Earlier that Monday morning in Europe, Dr. Tedros Adhanom Ghebreyesus had called on G20 leaders to address the global pandemic’s acceleration.

It was at this point that the IOC made the first formative steps to postpone the Games, forewarning that such a position would be taken in the call scheduled between Bach and Abe at 11 a.m. Lausanne time on Tuesday.

Before that the US, arguably the world’s most powerful Olympic nation, played its hand, saying a postponement was the only option.

Even before the call between Bach and Abe had begun, Japanese broadcaster NHK reported that that Japanese prime minster was proposing a postponement of the Games — unthinkable barely a few weeks ago — until 2021.

READ: Japan PM and IOC chief agree Games postponement

Political corruption scandal

The IOC is in a sense a private members’ club — albeit one overseeing the world’s biggest sporting event — but postponement wasn’t a decision it could afford to take unilaterally.

The IOC was concerned that if it pulled the plug, it would be considered in breach of contract, effectively putting the organization’s head on the block in terms of the financial impact, which one of the world’s leading sports lawyers John Mehrzad argued could “run into the billions with TV rights, suppliers rights, economic loss of hotels, the list goes on.”

And what of the Japanese government’s obligations? Mehrzad makes the point that the wider ramifications of the postponement are only just beginning to play out.

“It’s unfathomable to not think that financial and legal implications are at the forefront for the IOC and Japan in this,” he added. “This is going to be so messy and difficult, these are crippling figures.”

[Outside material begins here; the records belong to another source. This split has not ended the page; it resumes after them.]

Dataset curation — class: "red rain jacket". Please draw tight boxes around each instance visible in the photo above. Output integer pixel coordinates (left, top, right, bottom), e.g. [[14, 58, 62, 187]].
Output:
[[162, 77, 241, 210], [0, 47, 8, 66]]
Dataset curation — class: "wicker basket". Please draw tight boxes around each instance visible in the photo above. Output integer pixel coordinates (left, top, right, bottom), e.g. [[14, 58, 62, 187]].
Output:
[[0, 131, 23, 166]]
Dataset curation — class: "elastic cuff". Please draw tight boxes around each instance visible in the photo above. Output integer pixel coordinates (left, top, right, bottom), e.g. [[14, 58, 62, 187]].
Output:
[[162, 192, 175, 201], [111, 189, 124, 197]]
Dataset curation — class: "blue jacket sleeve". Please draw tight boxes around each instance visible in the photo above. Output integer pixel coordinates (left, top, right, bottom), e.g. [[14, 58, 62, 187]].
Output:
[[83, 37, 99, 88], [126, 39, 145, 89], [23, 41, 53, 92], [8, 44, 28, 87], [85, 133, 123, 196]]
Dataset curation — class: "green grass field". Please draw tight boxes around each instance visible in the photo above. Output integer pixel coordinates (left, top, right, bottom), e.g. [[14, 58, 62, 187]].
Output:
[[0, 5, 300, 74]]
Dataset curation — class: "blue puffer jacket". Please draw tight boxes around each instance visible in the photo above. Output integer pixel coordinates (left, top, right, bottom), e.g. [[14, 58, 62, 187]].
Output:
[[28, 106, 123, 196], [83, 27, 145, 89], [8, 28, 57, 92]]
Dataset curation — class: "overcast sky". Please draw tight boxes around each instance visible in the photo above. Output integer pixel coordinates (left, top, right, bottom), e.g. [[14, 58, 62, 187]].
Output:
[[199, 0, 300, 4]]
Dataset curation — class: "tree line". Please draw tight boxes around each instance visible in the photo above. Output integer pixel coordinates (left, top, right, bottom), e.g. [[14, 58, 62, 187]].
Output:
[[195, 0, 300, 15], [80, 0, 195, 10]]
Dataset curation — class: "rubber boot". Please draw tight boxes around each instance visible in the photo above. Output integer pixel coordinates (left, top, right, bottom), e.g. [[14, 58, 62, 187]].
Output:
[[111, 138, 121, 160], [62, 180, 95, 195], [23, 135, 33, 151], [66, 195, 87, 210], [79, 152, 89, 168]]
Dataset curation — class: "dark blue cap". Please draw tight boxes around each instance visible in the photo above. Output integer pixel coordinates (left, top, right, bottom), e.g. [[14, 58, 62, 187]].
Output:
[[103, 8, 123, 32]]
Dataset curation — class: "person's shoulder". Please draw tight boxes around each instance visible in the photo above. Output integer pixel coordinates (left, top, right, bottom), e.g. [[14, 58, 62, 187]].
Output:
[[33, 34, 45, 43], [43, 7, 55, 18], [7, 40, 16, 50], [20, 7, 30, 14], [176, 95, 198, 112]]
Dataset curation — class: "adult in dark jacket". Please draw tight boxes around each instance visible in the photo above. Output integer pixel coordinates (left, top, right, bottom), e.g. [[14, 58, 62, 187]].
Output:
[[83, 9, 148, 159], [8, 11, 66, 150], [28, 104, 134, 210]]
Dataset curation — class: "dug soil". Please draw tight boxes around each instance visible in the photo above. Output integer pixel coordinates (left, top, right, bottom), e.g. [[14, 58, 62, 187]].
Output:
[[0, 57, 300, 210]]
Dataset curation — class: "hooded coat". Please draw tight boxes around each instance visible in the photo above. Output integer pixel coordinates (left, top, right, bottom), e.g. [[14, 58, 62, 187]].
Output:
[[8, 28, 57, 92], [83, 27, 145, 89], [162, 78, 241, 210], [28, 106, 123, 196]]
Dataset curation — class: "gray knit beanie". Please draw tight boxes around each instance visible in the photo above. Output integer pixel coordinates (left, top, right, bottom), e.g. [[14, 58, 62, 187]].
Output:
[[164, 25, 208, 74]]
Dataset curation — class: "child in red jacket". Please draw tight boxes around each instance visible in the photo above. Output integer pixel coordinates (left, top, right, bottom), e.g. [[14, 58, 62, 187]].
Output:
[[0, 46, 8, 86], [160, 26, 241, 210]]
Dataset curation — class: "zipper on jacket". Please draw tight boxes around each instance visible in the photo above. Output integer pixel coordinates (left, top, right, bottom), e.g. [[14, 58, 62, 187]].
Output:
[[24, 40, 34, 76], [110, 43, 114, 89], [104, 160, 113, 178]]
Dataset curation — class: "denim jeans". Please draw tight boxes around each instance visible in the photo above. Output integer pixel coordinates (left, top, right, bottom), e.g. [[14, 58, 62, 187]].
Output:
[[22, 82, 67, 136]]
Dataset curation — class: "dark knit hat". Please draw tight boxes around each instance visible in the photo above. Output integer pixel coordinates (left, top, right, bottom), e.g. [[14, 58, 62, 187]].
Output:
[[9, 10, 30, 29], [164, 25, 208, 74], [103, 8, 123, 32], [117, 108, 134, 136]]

READ: How one athlete put off children for Tokyo

For Abe, there are also political consequences.

Olympic Games often provide a moment to bring together a nation, but after Tuesday’s conversation with Bach, the Japanese prime minister knew postponement had become the only option, however potentially damaging politically, financially and legally.

Alistair Brownlee received the news in New Mexico before he dashed to the airport.

“I was really disappointed but there was relief too,” Brownlee told CNN Sport. “For me, the shift of a year doesn’t make too much difference although logically I’ll be a year older so it might be harder.

“But it’s hard for the younger athletes building for say eight years to a first Games. If that had happened to me at London 2012 [his first Games and first gold] that would have had a massive effect. With two Olympics, it leaves me in a better place to deal with it.”

For some athletes injured, the announcement proved a blessing, for others preparing for life away from the Games post-2020 it left tougher choices.

‘Huge jigsaw puzzle’

Bach and the IOC now face a potential logistical nightmare in rearranging the Games.

“This is like a huge jigsaw puzzle — every piece has to fit,” said Bach on Tuesday. “If you take out one piece, the whole puzzle is destroyed. Everything has to come together.

“We have no blueprint but we are confident we can put a beautiful jigsaw puzzle together and have a wonderful Olympic Games.”

When they officially announced the postponement, Bach and Abe said that the “Olympic flame could become the light at the end of the tunnel in which the world finds itself at present.”

The Olympic flame might continue to burn, but Bach has had a tough job firefighting over the last few days.

Asked on Wednesday whether he personally had any regrets about the handling of the crisis and therefore subsequently considered resigning from his position, Bach said simply: “No.”